The deputy headmistress is staggering to her feet, yanking against Thorne’s shadows as he struggles to contain her. Dray’s wolf growls and barks.
“It is the beginning of nothing at all,” she cries.
Then a rip in the very air appears, a gaping hole revealing something desolate and bleak beyond. The air around us whips and then tugs. The Madame screams and then she’s sliding towards the hole as Thorne attempts to drag her away.

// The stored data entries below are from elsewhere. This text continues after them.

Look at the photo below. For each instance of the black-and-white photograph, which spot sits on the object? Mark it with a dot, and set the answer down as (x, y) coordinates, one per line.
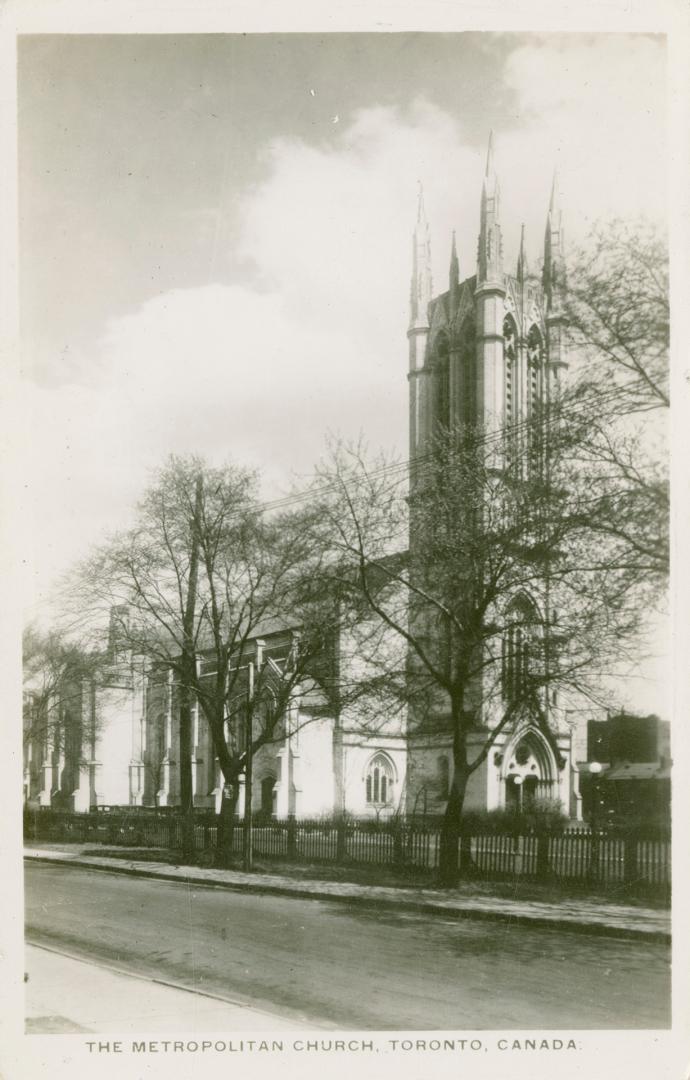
(347, 696)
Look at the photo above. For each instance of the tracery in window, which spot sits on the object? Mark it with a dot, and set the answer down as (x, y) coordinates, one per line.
(518, 649)
(510, 358)
(379, 781)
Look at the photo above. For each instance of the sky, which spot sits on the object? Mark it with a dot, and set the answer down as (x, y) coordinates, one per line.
(215, 234)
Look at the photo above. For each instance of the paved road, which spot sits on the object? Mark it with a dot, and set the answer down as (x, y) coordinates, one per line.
(350, 967)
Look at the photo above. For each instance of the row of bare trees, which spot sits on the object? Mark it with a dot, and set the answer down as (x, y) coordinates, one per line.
(462, 597)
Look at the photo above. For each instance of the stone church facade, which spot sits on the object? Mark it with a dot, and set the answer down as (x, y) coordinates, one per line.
(483, 352)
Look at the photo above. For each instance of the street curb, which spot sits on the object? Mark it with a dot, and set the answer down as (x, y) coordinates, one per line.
(425, 907)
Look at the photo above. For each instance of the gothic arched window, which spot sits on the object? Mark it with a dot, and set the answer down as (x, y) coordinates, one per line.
(535, 361)
(442, 382)
(379, 781)
(510, 360)
(519, 649)
(468, 338)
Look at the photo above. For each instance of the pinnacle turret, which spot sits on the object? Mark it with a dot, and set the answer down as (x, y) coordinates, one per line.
(522, 258)
(554, 273)
(421, 286)
(489, 254)
(454, 274)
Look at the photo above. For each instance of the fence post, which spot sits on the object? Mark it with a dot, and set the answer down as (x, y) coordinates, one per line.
(292, 836)
(341, 839)
(517, 854)
(543, 868)
(398, 849)
(630, 856)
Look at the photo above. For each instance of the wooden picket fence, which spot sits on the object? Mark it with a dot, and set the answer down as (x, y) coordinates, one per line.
(613, 858)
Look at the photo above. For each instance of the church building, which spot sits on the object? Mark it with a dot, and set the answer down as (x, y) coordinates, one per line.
(484, 351)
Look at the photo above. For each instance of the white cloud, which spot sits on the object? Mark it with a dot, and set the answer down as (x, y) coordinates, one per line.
(315, 340)
(596, 107)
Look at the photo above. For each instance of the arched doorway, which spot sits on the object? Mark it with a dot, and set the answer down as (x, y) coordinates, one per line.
(529, 770)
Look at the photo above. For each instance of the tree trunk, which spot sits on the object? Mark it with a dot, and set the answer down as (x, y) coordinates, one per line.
(187, 682)
(226, 823)
(448, 856)
(186, 785)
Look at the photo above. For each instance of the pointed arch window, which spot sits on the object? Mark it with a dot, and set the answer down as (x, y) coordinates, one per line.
(468, 338)
(510, 360)
(519, 649)
(535, 362)
(442, 383)
(379, 781)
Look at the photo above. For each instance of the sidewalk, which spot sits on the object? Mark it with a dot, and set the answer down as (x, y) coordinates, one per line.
(582, 914)
(65, 995)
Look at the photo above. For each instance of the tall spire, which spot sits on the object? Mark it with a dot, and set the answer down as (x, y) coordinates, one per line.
(554, 273)
(420, 291)
(489, 156)
(454, 275)
(489, 255)
(522, 258)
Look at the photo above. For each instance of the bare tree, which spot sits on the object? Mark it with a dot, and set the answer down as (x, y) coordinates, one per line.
(619, 316)
(225, 597)
(501, 597)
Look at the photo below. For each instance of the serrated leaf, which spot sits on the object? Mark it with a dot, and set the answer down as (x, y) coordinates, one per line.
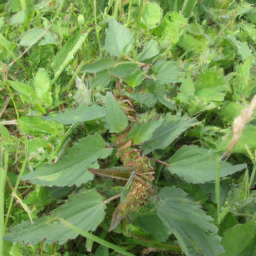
(81, 114)
(240, 240)
(119, 39)
(198, 165)
(31, 35)
(210, 95)
(149, 51)
(156, 227)
(36, 125)
(66, 53)
(117, 120)
(167, 133)
(167, 72)
(151, 16)
(196, 233)
(212, 78)
(142, 132)
(84, 210)
(98, 65)
(42, 86)
(72, 168)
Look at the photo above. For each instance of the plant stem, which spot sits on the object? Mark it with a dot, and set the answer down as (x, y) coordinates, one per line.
(16, 187)
(217, 188)
(3, 175)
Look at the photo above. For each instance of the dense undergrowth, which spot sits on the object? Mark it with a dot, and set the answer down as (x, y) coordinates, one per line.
(127, 127)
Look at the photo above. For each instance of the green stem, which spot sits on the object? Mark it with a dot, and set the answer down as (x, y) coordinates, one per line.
(72, 80)
(95, 238)
(96, 24)
(16, 187)
(217, 188)
(3, 175)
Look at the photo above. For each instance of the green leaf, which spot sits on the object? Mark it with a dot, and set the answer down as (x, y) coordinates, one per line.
(119, 39)
(151, 16)
(98, 65)
(36, 125)
(102, 79)
(85, 210)
(42, 86)
(167, 133)
(66, 53)
(241, 47)
(212, 78)
(210, 95)
(124, 69)
(81, 114)
(198, 165)
(196, 233)
(142, 132)
(6, 48)
(240, 240)
(156, 227)
(117, 120)
(72, 168)
(31, 35)
(24, 90)
(97, 239)
(135, 78)
(187, 8)
(167, 72)
(149, 51)
(18, 17)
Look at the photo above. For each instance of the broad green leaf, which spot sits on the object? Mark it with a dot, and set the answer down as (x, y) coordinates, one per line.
(142, 132)
(96, 239)
(81, 114)
(18, 17)
(149, 51)
(119, 39)
(66, 53)
(31, 35)
(209, 94)
(212, 78)
(151, 16)
(187, 8)
(167, 72)
(156, 227)
(85, 210)
(42, 86)
(242, 48)
(240, 240)
(124, 69)
(117, 120)
(98, 65)
(72, 168)
(102, 79)
(167, 133)
(194, 230)
(198, 165)
(170, 29)
(36, 125)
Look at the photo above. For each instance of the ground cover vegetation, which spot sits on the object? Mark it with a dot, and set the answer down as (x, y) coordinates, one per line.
(127, 127)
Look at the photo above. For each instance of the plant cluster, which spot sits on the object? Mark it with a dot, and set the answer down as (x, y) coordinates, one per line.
(127, 127)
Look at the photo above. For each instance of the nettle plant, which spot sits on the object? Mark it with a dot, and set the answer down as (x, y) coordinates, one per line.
(136, 148)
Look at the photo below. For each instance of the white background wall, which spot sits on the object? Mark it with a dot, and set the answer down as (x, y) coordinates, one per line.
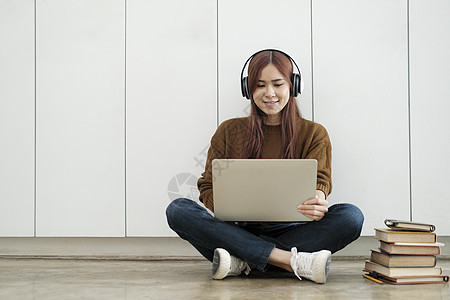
(107, 107)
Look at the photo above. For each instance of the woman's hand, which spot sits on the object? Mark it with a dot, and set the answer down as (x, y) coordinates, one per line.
(314, 208)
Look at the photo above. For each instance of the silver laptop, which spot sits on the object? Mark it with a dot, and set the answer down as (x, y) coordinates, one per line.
(265, 190)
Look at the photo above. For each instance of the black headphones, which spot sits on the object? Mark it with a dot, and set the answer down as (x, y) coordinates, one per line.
(296, 79)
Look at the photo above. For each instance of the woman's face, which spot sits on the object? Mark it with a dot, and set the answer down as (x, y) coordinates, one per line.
(271, 94)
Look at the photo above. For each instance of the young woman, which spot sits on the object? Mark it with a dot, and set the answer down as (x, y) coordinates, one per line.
(274, 129)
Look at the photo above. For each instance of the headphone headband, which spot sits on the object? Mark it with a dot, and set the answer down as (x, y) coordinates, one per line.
(296, 80)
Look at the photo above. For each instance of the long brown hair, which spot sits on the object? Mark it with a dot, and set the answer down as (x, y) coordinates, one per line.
(289, 115)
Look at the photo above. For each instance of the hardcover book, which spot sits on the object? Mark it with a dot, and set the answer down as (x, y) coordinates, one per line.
(394, 260)
(393, 236)
(406, 225)
(411, 248)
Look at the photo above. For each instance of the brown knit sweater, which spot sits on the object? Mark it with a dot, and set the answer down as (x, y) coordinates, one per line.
(228, 142)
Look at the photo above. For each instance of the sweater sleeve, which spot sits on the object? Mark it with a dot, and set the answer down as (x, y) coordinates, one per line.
(204, 183)
(320, 149)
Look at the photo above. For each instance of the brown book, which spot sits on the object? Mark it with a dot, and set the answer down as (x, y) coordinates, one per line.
(407, 225)
(411, 279)
(411, 248)
(399, 272)
(394, 236)
(395, 260)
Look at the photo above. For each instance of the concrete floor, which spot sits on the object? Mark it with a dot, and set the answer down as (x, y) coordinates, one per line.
(94, 279)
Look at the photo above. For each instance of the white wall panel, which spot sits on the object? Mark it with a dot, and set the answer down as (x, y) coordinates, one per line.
(17, 118)
(80, 118)
(430, 107)
(360, 84)
(246, 27)
(171, 105)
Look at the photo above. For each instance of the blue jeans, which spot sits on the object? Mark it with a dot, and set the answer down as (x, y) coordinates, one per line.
(254, 242)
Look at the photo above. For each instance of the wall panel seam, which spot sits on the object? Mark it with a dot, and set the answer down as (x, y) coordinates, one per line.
(409, 109)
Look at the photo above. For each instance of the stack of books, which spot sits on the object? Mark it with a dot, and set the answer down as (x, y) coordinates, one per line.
(407, 254)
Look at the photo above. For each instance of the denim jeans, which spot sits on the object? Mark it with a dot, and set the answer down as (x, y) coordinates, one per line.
(254, 242)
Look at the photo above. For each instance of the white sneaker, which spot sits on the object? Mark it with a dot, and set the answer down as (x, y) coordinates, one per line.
(225, 265)
(312, 266)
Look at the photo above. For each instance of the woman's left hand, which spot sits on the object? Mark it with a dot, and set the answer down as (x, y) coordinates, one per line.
(314, 208)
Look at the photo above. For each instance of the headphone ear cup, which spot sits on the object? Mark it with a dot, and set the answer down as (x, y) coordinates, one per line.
(244, 87)
(297, 84)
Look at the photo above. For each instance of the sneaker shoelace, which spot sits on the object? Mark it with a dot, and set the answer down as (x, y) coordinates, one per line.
(238, 265)
(302, 264)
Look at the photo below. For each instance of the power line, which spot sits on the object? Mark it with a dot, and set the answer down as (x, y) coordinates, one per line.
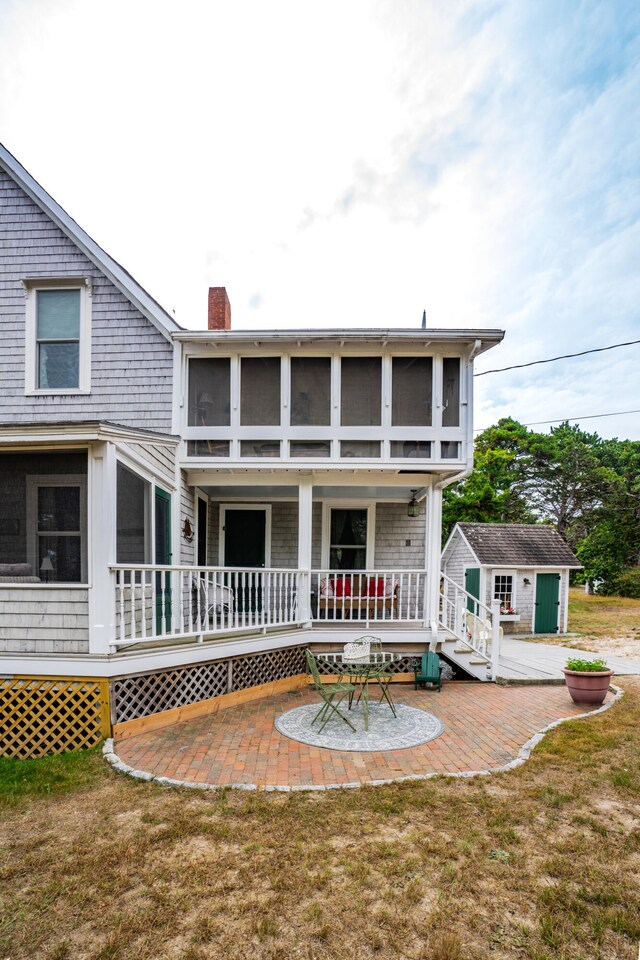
(593, 416)
(565, 356)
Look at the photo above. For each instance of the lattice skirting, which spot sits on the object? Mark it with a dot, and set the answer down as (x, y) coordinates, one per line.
(151, 693)
(45, 715)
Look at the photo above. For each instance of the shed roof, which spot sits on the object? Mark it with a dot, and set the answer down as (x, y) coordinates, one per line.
(518, 545)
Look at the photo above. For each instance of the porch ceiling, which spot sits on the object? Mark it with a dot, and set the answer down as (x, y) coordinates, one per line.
(275, 492)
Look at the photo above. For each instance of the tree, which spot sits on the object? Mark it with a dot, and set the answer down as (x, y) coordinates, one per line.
(491, 493)
(566, 481)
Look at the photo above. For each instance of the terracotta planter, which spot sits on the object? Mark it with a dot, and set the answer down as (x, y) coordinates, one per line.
(587, 687)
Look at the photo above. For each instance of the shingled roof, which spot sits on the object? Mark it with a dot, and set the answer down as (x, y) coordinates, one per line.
(518, 545)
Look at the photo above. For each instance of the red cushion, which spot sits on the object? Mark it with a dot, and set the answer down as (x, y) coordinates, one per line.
(341, 587)
(376, 587)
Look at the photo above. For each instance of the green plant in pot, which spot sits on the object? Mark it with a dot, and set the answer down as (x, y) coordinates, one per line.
(587, 680)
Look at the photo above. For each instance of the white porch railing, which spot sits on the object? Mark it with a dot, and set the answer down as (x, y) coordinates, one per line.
(370, 596)
(470, 620)
(181, 602)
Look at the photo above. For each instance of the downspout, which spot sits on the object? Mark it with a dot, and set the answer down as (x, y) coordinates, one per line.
(461, 475)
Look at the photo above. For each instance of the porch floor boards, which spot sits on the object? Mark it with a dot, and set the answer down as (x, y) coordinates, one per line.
(485, 726)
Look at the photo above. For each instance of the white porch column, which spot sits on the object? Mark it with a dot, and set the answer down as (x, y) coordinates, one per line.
(101, 547)
(305, 521)
(433, 536)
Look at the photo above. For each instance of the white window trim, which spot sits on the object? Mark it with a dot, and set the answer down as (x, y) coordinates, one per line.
(149, 508)
(327, 507)
(505, 573)
(83, 284)
(266, 507)
(34, 482)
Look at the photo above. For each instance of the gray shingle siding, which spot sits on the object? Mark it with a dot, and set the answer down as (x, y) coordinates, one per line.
(131, 361)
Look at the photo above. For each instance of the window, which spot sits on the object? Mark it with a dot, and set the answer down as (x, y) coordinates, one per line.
(411, 391)
(348, 540)
(209, 393)
(57, 343)
(132, 517)
(503, 589)
(361, 391)
(57, 524)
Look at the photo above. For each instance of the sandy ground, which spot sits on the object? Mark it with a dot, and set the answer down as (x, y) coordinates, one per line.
(627, 645)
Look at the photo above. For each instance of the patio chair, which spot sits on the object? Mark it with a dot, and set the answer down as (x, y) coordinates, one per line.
(331, 693)
(216, 599)
(429, 671)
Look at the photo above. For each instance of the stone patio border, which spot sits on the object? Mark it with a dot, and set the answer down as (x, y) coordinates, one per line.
(523, 755)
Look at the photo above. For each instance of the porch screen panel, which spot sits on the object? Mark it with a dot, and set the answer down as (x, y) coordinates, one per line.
(209, 393)
(348, 548)
(451, 392)
(132, 517)
(260, 391)
(361, 391)
(411, 391)
(59, 534)
(310, 391)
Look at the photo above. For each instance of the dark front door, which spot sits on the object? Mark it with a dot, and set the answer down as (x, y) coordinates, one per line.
(547, 603)
(163, 556)
(245, 546)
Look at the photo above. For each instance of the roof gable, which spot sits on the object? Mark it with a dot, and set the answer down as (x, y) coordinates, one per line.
(518, 545)
(123, 280)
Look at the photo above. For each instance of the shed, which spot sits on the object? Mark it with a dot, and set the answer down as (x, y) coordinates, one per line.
(524, 565)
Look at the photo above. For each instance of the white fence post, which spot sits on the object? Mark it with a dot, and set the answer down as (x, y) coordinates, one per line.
(495, 638)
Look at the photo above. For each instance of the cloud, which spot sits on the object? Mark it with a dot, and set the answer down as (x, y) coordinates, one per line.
(356, 163)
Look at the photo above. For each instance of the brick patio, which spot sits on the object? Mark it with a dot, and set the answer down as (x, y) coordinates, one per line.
(485, 727)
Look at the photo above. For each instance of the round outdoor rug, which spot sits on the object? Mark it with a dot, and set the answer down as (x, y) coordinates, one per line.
(409, 729)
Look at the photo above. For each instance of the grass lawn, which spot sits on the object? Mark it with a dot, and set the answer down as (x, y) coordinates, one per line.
(603, 624)
(541, 863)
(603, 616)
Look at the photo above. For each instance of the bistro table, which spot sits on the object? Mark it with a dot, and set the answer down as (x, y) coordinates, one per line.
(361, 670)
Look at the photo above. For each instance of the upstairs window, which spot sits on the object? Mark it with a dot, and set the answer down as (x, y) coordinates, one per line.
(361, 391)
(57, 337)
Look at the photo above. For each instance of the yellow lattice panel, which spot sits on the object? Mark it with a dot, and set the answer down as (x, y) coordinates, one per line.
(43, 715)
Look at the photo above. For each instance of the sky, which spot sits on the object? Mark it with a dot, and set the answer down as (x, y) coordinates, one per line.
(352, 163)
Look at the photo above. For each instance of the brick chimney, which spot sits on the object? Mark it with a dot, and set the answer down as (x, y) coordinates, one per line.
(219, 309)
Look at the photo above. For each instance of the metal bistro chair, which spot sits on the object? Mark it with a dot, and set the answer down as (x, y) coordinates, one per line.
(216, 600)
(370, 648)
(329, 692)
(384, 674)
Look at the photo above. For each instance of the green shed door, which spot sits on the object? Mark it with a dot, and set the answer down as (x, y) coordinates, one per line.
(472, 586)
(547, 603)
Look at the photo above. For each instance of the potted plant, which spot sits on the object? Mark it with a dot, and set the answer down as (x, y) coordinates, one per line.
(587, 680)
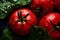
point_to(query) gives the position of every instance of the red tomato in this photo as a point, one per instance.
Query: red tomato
(46, 5)
(51, 22)
(21, 21)
(57, 4)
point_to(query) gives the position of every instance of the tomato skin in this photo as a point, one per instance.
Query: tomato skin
(35, 4)
(46, 5)
(47, 25)
(57, 4)
(17, 27)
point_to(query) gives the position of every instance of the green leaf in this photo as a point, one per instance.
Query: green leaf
(7, 35)
(38, 33)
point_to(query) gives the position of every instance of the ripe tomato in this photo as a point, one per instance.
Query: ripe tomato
(21, 21)
(51, 23)
(57, 4)
(35, 4)
(46, 5)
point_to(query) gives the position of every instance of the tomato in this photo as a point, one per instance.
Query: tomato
(21, 21)
(35, 4)
(50, 23)
(46, 5)
(57, 4)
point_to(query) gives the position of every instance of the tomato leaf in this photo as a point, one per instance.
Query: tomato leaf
(6, 5)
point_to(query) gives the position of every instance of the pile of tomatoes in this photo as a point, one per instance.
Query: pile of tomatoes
(21, 20)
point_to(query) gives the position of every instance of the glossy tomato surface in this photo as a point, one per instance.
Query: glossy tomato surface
(21, 21)
(50, 24)
(57, 4)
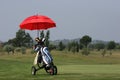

It’s so quick, the rest of us have no time to react. Before we know it, the Madame is leaping through the hole, Thorne now yanked that way too.
“Thorne!” I cry out, as Dray’s wolf leaps forward, gripping Thorne’s pant leg in his jaws and pulling him backward.
The hole sucks at them both as it begins to seal.
“Thorne!” I yell a second time but before he’s pulled through the hole with Bardin, he whips his shadows away just in time.
And then, just like that, the gaping hole in the air closes. The air around us stills once more.
The Madame is gone.
Chapter Fifty-Six
Dray
I snap back to my human form, staring at the place, where only a moment ago, the air itself ripped in two, and the Madame escaped from under our damn noses.
All that remains now is a slight tear in the air, red and glimmering.
“What the fuck was that?” I yell.
Thorne stands right where the air ripped, staring at the space, his arms hanging by his sides, his shoulders heaving, sweat sliding down his face.
“I don’t know,” he says, shaking his head in disbelief, like his eyes have deceived him.
“That was the demon realm,” the Empress says, from the other side of the cave.
“The what?” little Kitten murmurs. She’s on her feet now, but leaning on Beau for support, drained of energy due to that awesome fight with Bardin.
The Empress considers her. “The realm that lies beyond our borders. The wasteland inhabited by demons. The Madame has clearly been working in league with them.”
“What the fuck?” I mutter. I knew the woman was evil, a serial killer and all, but working with the demons? “How is that even possible?”
“There were demons here in the cave when we arrived,” Kitten says.
“Demons? Here?” Beaufort says. “Demons can’t displace like our kind can. That isn’t possible.”